Назначили последнюю съёмку в две смены. Завтра должны были уже сломать декорации. В Советском Союзе всё было жёстко: завтра – значит завтра, и сегодня мы всё должны доснять.
Первую смену отсняли нормально. В павильоне стояла жара от софитов, и вдруг я почувствовала, как из меня что-то хлынуло. В ужасе побежала на второй этаж в туалет, и там я увидела, что из меня вышла большая кровавая «лягушка».
Прибежала гримёрша Любочка, я запомнила её лицо навсегда. Она очень была похожа на мою тётю Катю. Типичная украинка с длинным, тонким иконописным лицом, с большими голубыми глазами. Ей было меньше лет, чем мне (а мне было тридцать восемь), но я нуждалась в консультации: «Люба, что это такое?..» Мы заложили всё ватой, и я пошла сниматься. Она на меня смотрела во все глаза.
Я не могла сказать директору картины и Радомиру, что со мной происходит. По своей безумной наивности я и сама толком не знала, что это за чертовщина. Списывала на жару и усталость.
Съёмки продолжались, и снова я почувствовала приближение этого кошмара. И опять мы с Любой бежали на второй этаж. И опять вылетали эти кровавые «лягушки». Я сравнивала их размер: больше, чем в прошлый раз, или меньше? Говорила себе: если они не уменьшатся, сниматься не буду. Снова вата, и я бежала в павильон.
И всё повторялось, весь этот нескончаемый ужас. В свои тридцать восемь я не поняла, что у меня кровотечение и что от этого умирают. У меня не было в жизни такого опыта. И молоденькая Люба-гримёрша тоже этого не знала, а больше баб не было на съёмочной площадке – одни мужики.
А потом эти «лягушки» становились меньше, меньше и меньше… И когда мы возвращались в павильон, мужики стояли бледные, они-то, наверное, поняли, что со мной. А я не понимала. Когда мы закончили в полночь или даже в 2 часа ночи, ко мне подошёл директор, молодой, его звали Володя, и сказал: «Валя, в больницу или в гостиницу?» Я ответила: «Знаешь, давай утром приезжай в гостиницу, я хоть полежу.
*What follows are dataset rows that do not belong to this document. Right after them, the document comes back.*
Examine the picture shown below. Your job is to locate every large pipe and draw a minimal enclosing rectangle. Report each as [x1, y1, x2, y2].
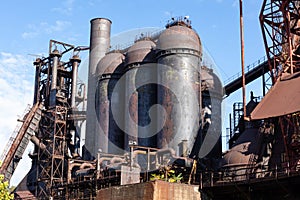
[70, 55, 81, 108]
[33, 58, 41, 105]
[84, 18, 111, 159]
[51, 49, 60, 90]
[49, 49, 61, 106]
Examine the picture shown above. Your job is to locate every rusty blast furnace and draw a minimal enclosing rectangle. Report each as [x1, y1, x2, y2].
[1, 18, 223, 199]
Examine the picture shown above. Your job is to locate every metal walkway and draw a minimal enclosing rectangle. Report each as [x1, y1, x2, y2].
[224, 56, 269, 96]
[0, 104, 41, 181]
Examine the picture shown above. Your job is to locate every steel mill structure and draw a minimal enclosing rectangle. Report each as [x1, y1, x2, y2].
[0, 0, 300, 199]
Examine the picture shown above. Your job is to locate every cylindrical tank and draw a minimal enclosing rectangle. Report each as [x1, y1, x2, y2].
[200, 66, 223, 159]
[156, 22, 202, 155]
[125, 38, 157, 150]
[84, 18, 111, 159]
[95, 52, 125, 154]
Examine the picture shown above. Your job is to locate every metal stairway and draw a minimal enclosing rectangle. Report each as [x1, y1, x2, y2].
[0, 104, 42, 181]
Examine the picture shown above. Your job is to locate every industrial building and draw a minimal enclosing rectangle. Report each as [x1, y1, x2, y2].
[0, 0, 300, 199]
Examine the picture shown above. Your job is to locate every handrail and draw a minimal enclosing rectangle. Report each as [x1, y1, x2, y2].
[224, 56, 268, 85]
[200, 159, 300, 187]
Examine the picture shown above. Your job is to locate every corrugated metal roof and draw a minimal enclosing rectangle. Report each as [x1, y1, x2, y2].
[251, 72, 300, 120]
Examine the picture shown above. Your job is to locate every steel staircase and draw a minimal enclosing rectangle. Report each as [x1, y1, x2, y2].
[0, 104, 42, 181]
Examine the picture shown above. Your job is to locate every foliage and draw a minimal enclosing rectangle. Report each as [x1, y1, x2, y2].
[150, 169, 183, 183]
[0, 162, 14, 200]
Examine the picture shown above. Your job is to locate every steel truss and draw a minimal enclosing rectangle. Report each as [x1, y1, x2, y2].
[260, 0, 300, 84]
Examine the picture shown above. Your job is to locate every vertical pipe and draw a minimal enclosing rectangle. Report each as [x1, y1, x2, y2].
[70, 55, 81, 108]
[51, 49, 60, 90]
[85, 18, 111, 159]
[49, 49, 61, 106]
[240, 0, 247, 119]
[33, 58, 41, 105]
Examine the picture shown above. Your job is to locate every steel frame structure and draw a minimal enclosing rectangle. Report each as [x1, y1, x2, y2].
[260, 0, 300, 169]
[260, 0, 300, 84]
[34, 40, 80, 199]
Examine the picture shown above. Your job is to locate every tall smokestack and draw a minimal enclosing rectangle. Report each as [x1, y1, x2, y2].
[85, 18, 111, 158]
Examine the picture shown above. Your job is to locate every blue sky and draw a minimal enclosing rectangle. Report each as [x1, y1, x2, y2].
[0, 0, 265, 185]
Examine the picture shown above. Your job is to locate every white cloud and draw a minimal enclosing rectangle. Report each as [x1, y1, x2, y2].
[22, 20, 71, 39]
[0, 52, 35, 185]
[52, 0, 75, 15]
[232, 0, 239, 7]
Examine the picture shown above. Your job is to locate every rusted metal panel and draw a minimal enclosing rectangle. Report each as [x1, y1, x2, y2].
[95, 53, 124, 154]
[121, 166, 141, 185]
[157, 23, 202, 156]
[125, 38, 157, 150]
[85, 18, 111, 158]
[251, 72, 300, 120]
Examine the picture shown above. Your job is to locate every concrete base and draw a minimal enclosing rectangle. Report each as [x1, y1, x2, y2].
[95, 181, 201, 200]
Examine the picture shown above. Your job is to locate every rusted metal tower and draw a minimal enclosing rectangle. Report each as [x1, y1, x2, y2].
[260, 0, 300, 169]
[260, 0, 300, 83]
[34, 40, 84, 199]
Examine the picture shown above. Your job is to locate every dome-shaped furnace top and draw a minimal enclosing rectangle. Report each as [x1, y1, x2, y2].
[96, 52, 125, 76]
[125, 39, 155, 65]
[156, 25, 202, 55]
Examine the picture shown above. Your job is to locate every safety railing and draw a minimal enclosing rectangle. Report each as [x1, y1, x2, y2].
[224, 56, 267, 85]
[200, 162, 300, 188]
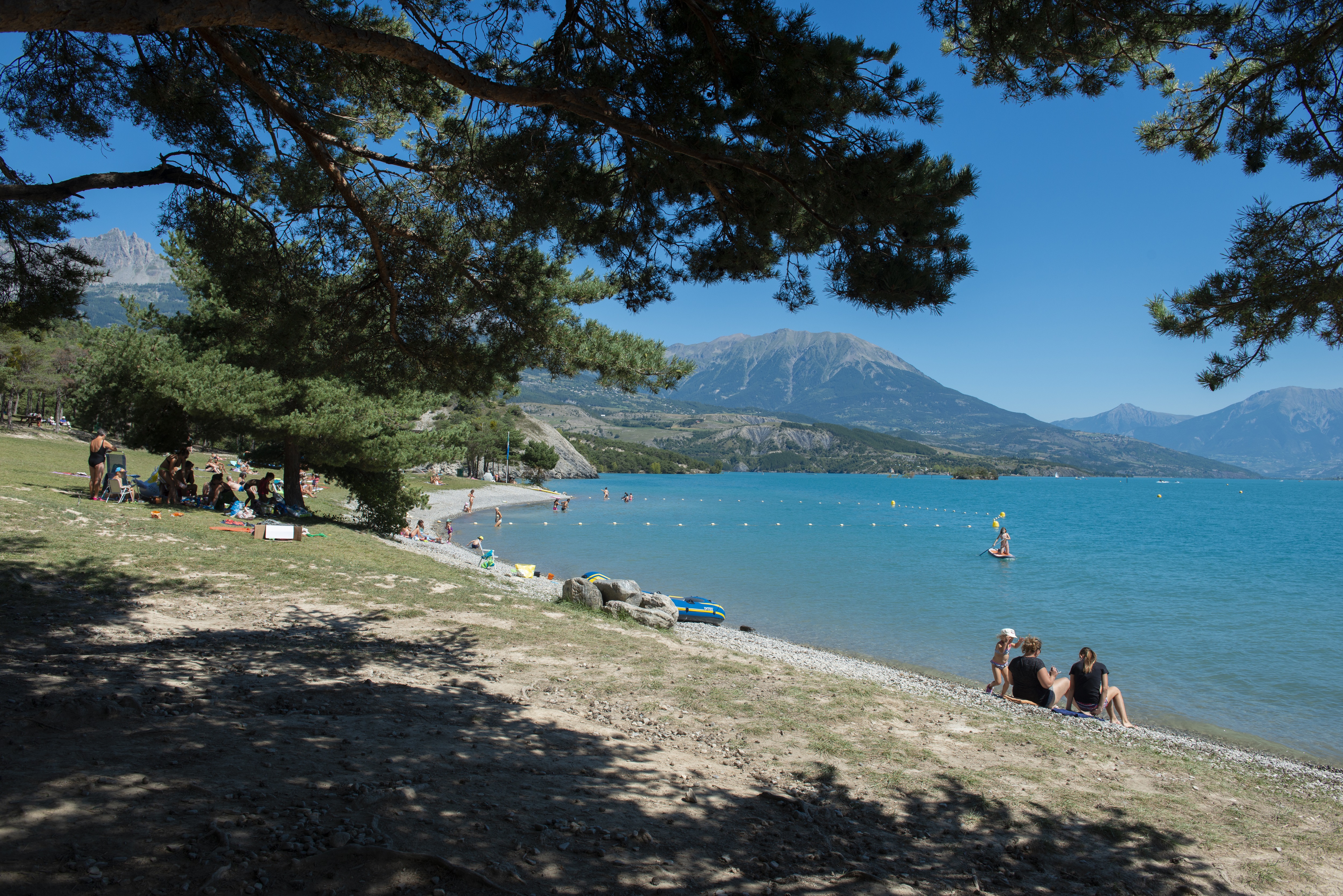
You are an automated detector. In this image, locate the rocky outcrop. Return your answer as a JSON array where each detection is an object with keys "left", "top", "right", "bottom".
[
  {"left": 560, "top": 579, "right": 604, "bottom": 610},
  {"left": 602, "top": 601, "right": 676, "bottom": 629},
  {"left": 560, "top": 579, "right": 680, "bottom": 629},
  {"left": 521, "top": 415, "right": 598, "bottom": 480},
  {"left": 594, "top": 579, "right": 643, "bottom": 606}
]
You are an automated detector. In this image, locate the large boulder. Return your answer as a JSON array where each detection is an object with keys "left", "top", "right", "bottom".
[
  {"left": 594, "top": 579, "right": 643, "bottom": 606},
  {"left": 602, "top": 601, "right": 676, "bottom": 629},
  {"left": 639, "top": 594, "right": 681, "bottom": 619},
  {"left": 560, "top": 579, "right": 604, "bottom": 610}
]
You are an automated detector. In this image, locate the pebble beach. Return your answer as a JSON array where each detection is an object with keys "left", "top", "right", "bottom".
[{"left": 395, "top": 484, "right": 1343, "bottom": 802}]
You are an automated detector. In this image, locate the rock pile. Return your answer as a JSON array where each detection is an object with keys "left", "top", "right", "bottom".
[{"left": 560, "top": 579, "right": 678, "bottom": 629}]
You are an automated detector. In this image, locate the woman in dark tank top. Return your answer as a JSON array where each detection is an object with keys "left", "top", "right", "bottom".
[
  {"left": 89, "top": 430, "right": 117, "bottom": 501},
  {"left": 1068, "top": 648, "right": 1133, "bottom": 728}
]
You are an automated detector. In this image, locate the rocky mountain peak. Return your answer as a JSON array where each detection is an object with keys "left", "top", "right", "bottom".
[
  {"left": 70, "top": 227, "right": 172, "bottom": 283},
  {"left": 667, "top": 328, "right": 927, "bottom": 376}
]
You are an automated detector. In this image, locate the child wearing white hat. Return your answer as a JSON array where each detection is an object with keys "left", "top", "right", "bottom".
[{"left": 984, "top": 629, "right": 1021, "bottom": 697}]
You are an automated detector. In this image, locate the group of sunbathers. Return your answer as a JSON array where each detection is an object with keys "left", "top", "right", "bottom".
[{"left": 984, "top": 629, "right": 1133, "bottom": 728}]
Всё равно ночью ничего делать не будут». И утром он приехал рано, и мы отправились в ту же самую больницу, к той же бабе, начальнику отделения.
Сделали наркоз, и мне приснился сон. Мне даже казалось, что всё это происходило со мной наяву. Я видела себя летящей на каталке по длинному коридору, навстречу свету. И вдруг на моём пути мне преградила путь другая каталка, и на ней лежал Михаил Натанович, мой покойный свёкор. И больше я уже ничего не помню. Я проснулась от наркоза, почему-то врач взял меня на руки и донёс до кровати.
Что это было, я не знаю по сей день.
У нас в театре взяли к постановке пьесу Арбузова, она называлась «Виноватые», и я должна была играть мать, которая когда-то в молодости оставила своего сына, а теперь явилась к нему инкогнито в качестве домработницы. Потом всё раскрывается. Сына играл Тараторкин. У нас с ним не очень большая разница в возрасте, но так распределили роли.
Ставил спектакль украинский режиссёр, художественный руководитель Национального академического театра русской драмы имени Леси Украинки Миша Резникович. Мы нормально репетировали, он был мной доволен. Отношения складывались хорошо. Вдруг Миша как-то меня отзывает в сторону после репетиции: «Валентина Илларионовна, я не знаю, что мне делать, посоветуйте. У Тараторкина нет мужского начала. Он репетирует, но всё получается аморфно, без темперамента, всё разваливается. Я не могу найти стержень человека, мужчины…» Я говорю: «Мы ведь репетируем всего две недели, найдётся этот стержень…» – «Да нет, мне кажется, что не найдётся. Я не знаю, что мне делать!» – «Подождите, успокойтесь, всё будет нормально!» Кстати, я с Тараторкиным первый раз репетировала.